Enforcement of Ontario’s compulsory certification of licensed trades ground to a halt right after Premier Doug Ford’s government took office.
It means that since the middle of 2018, there has been no provincial oversight of whether the people working in Ontario’s licensed trades actually have the credentials to do the work.
“It’s like having an environmental act with no enforcement,” said Patrick Dillon, business manager of the Provincial Building and Construction Trades Council, a grouping of labour unions.
“You can’t have a trades qualification act and compulsory licensed trades and not have enforcement,” said Dillon in an interview.
The lack of enforcement affects not just tradespeople, but also potentially anyone who hires an electrician, a plumber or a mechanic.
“You as a consumer pay a premium dollar to have your car serviced,” said Lou Trottier, owner of All About Imports, an auto service garage in Mississauga, Ont. “If you find out it was done by an unqualified, unlicensed person, it kind of leaves a bad taste in your mouth, doesn’t it?”
The mandate to enforce the province’s skilled trades certification rules lies with the Ontario College of Trades (OCOT), an agency created in 2009.
Ford made a campaign promise to scrap the college, describing it as burdensome red tape for businesses. His government passed legislation in the fall of 2018 to begin winding it down.
However, OCOT still exists and was supposed to continue carrying out its core duties, including enforcing credentials in the trades where licensing is compulsory.
Ontario requires certification in 23 licensed trades, including electricians, plumbers, crane operators, refrigeration technicians, hairstylists and a whole range of automotive work, such as brakes, transmission and auto body repair.

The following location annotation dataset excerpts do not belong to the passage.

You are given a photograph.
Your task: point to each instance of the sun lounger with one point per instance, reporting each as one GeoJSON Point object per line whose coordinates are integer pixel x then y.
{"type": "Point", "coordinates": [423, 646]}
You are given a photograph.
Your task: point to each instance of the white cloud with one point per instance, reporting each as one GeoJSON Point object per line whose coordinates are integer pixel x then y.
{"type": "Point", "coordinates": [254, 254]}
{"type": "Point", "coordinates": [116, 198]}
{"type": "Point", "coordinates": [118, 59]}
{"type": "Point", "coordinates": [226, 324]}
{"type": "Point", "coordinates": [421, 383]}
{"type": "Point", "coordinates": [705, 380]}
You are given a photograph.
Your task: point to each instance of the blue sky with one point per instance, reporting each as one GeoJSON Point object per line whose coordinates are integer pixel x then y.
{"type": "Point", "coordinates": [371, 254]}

It’s illegal to practice any of those trades in Ontario without the proper certification. It’s also illegal for an employer to hire someone who isn’t authorized to perform the work of those trades.
“One of the main responsibilities of the college is to ensure that individuals performing the skills of compulsory trades have the training and certification required to legally practise this trade in Ontario,” says a current statement on the OCOT website.

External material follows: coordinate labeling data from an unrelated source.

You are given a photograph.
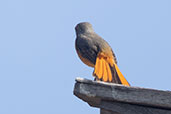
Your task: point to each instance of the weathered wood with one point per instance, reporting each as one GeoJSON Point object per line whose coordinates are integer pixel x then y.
{"type": "Point", "coordinates": [123, 99]}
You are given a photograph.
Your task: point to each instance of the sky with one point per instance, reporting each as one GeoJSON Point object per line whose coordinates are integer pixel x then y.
{"type": "Point", "coordinates": [38, 61]}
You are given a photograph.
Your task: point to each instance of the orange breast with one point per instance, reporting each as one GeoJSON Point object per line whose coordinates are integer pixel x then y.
{"type": "Point", "coordinates": [85, 60]}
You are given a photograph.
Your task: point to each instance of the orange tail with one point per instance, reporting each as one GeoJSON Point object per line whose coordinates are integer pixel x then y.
{"type": "Point", "coordinates": [108, 71]}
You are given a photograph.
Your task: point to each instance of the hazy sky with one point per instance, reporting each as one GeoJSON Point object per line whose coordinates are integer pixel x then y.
{"type": "Point", "coordinates": [38, 61]}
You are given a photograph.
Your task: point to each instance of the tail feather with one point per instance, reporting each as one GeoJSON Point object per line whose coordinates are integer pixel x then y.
{"type": "Point", "coordinates": [120, 76]}
{"type": "Point", "coordinates": [108, 72]}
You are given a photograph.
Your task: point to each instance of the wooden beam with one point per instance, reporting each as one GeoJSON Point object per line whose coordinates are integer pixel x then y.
{"type": "Point", "coordinates": [119, 99]}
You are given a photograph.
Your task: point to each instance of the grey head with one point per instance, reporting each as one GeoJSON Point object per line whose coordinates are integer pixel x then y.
{"type": "Point", "coordinates": [84, 27]}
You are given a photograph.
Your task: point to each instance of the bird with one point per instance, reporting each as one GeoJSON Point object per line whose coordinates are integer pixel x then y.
{"type": "Point", "coordinates": [95, 52]}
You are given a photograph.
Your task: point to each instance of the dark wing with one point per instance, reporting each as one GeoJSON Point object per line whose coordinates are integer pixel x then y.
{"type": "Point", "coordinates": [86, 49]}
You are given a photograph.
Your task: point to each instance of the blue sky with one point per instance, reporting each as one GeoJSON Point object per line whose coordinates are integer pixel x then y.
{"type": "Point", "coordinates": [38, 61]}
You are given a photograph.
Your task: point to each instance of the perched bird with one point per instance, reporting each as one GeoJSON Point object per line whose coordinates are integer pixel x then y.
{"type": "Point", "coordinates": [96, 52]}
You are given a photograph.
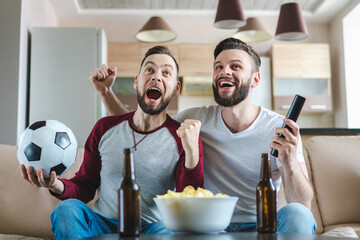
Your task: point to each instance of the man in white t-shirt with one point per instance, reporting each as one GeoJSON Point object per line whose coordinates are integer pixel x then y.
{"type": "Point", "coordinates": [236, 132]}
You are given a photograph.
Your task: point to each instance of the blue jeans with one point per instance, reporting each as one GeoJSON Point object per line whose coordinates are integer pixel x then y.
{"type": "Point", "coordinates": [74, 219]}
{"type": "Point", "coordinates": [294, 217]}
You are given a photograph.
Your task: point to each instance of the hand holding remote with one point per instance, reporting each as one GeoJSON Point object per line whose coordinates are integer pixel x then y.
{"type": "Point", "coordinates": [293, 114]}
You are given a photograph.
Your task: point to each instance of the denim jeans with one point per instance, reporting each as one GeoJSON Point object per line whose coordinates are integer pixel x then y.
{"type": "Point", "coordinates": [74, 219]}
{"type": "Point", "coordinates": [294, 217]}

There is little evidence the agency has carried out that responsibility over the past three years.
College inspectors found more than 4,200 people working without proper authorization in the licensed trades in each of 2015 and 2016, the last full years for which figures are available.
Yet since June 28, 2018, the day before the Ford government was sworn in, there is not a single notice of contravention posted on OCOT’s website. There are also zero Provincial Offences Act convictions posted since July 2018.

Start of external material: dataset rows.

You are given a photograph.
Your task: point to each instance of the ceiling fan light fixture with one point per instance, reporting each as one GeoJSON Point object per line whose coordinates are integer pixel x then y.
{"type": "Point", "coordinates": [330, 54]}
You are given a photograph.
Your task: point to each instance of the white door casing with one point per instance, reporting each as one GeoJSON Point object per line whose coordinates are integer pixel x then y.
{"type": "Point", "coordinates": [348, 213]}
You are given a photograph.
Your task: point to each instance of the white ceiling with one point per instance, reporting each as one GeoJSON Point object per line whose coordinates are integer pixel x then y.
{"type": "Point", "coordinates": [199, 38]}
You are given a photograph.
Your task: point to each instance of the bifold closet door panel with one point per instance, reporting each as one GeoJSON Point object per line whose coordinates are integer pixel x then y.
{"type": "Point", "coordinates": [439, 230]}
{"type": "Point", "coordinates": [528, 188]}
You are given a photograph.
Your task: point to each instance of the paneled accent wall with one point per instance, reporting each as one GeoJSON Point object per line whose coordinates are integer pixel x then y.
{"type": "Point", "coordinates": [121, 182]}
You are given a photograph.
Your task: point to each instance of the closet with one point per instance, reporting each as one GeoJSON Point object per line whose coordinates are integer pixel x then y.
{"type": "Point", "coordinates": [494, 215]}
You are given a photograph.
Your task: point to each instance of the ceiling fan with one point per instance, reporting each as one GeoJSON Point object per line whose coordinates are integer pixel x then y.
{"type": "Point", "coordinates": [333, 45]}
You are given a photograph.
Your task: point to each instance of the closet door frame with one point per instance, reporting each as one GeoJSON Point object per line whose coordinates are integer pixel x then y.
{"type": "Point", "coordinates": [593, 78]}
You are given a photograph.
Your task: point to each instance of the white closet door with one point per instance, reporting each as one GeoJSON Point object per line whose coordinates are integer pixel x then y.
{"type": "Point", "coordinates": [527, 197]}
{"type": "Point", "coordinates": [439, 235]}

Before the Ford government was elected, college enforcement officers made thousands of visits annually to construction sites, automotive garages and body shops to validate the credentials of skilled tradespeople.
Government officials admit enforcement stopped, even though the law remained in place.
“Since we formed government, OCOT inspectors have taken an educational role,” said Ryan Whealy, acting press secretary for Monte McNaughton, the minister of labour, training and skills development, in a statement.
“We heard loud and clear from workers and management that OCOT, including its enforcement, was deeply politicized and ineffective,” said Whealy.
The lack of enforcement over the past three years is a source of frustration for tradespeople who continue to pay their mandatory annual fees to remain licensed in Ontario. The $120 fee was reduced to $60 in 2019.
Dillon characterizes it as a sort of legalized theft. “When you’re paying for something and you’re not getting it, that is just a breach of the contract,” he said.
He acknowledges there may have previously been problems with enforcement, but argues that those problems “should have been fixed rather than blowing up the college.”
Trottier said the lack of enforcement irritates him. “I play by the rules. I’m a stickler for rules. And I would love everybody to be forced to play by the rules as well,” he said.
The Ford government recently announced the Ontario College of Trades will be replaced effective Jan. 1, 2022 with a new Crown agency called Skilled Trades Ontario.
The legislation for the new agency shows that certification will remain mandatory in the designated trades, and McNaughton promises it will be enforced.
“As we move forward this summer, we’ll ensure that the compliance and enforcement regulations are worked through,” McNaughton told CBC News on Tuesday.
“I can assure everyone out there working in the trades that we’ll ensure that enforcement is present on job sites.”
A panel commissioned by the Ontario government is recommending the new agency focus on training and certification in the trades, and the responsibility for enforcement go to the Ministry of Labour’s occupational health and safety inspectorate.
Trottier questions whether the college’s enforcement of compulsory certification in the auto service sector was ever effective. “I think if you ask the average technician what the Ontario College of Trades actually does for them, they’ll shake their heads and go, ‘I have no idea.'”
Despite his sense that the lack of enforcement in the past three years was unfair, Trottier doesn’t believe it harmed his business.
“All around me, there are businesses that use unqualified staff,” Trottier said. “I would love if the Ontario College of Trades would go in there and correct that. But at the end of the day, it doesn’t necessarily impact me that much, because I only use staff who meet what my customers expect.”